Opera has an ABC. They are Aida, Boheme and Carmen. No regional opera company ever went broke programming these blockbusters. They are all extremely popular and well-known.
Carmen, especially. Perhaps too well known.
We all know that the gypsy Carmen seduces the not-too-bright army corporal, Don Jose, and then dumps him for the flashy matador Escamillo. Death ensues while crowds cheer in the bull ring.
We hum along with the tunes: the habanera, the toreador song, the boys mocking the soldiers and their tune. The suite from the score was once one of the most programmed pieces of light classical music, rivaling Tchaikovsky’s Nutcracker Suite and Grieg’s Peer Gynt. One of Sir Thomas Beecham’s “lollipops.”
The opera comes from a novella written in 1845 by the French Romantic author Prosper Merimee. And like a movie made from a book, a few things are changed for the sake of drama.
Here are some things you probably don’t know about Georges Bizet’s Carmen:
1. Bizet’s librettists, Henri Meilhac and Ludovic Halevy, gave their bullfighter a major promotion. In Merimee’s book, he is not the noble matador, but a mere picador, a stripling named Lucas.
2. The famous Habanera (“L’amour est un oiseau rebelle“) was an afterthought.
The mezzo hired to sing the part of Carmen didn’t like the aria Bizet had first written. He tried 10 times to come up with something, eventually writing the single most famous tune from the opera. Or did he? Turns out, he stole the melody from an earlier tune, called El Arreglito, by Sebastian Yradier who had only recently died. Yes, Bizet plagiarized the melody. When the score to Carmen was published, Bizet had to add a note acknowledging his source.

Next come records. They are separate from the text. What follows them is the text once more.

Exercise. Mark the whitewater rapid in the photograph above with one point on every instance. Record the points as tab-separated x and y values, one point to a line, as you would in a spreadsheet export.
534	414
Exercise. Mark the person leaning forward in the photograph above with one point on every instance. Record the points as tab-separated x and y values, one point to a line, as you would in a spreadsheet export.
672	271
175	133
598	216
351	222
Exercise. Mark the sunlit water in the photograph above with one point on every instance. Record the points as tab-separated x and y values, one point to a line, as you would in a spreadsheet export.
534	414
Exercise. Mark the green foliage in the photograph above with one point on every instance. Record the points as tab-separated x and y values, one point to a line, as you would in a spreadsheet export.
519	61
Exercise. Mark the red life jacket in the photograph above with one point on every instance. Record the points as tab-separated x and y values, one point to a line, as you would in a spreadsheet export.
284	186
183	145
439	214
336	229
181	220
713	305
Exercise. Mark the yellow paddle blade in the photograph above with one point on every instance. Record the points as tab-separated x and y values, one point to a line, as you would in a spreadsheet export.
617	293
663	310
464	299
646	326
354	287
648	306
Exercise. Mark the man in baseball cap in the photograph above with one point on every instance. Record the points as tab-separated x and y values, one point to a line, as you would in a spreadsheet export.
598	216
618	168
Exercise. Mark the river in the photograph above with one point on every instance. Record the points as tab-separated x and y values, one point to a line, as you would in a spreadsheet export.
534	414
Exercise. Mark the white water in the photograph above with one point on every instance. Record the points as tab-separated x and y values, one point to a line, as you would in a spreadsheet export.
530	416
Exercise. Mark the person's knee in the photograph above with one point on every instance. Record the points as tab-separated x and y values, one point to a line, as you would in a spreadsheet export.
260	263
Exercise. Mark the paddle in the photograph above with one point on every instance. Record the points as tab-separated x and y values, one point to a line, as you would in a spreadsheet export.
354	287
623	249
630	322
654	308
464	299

3. The first recording of Carmen (1908) was sung in German. “Liebe ist wie ein wilder Vogel.” Oy.
4. More than 60 films have been made of the story. Oddly, the first 17 were silent films. Silent opera is rather like dancing on the radio. That list of silent films includes one by Cecil B. DeMille, from 1915, which was based on the original novel because the producers didn’t want to pay the rights to the opera and chose the public-domain novel instead. They then changed the book’s plot to match the opera’s. Among the silent Carmens were Theda Bara (1915, directed by Raoul Walsh), Pola Negri (1918, directed by Ernst Lubitsch) and Delores Del Rio (1927, also directed by Walsh).
5. Recent Carmens tend to stretch the story or the music. Like Beyonce in Carmen: A Hip Hopera (2001), or the 1983 Carlos Saura masterpiece, which turns it into a flamenco dance. Also on the list: Carmen on Ice (1990); Karmen Gei (2001), which sets the story in Senegal; Carmen Jones (1954), with Dorothy Dandridge and Harry Belafonte; and most recently the powerful South African township version, U-Carmen eKhayalitsha. Check it out on DVD.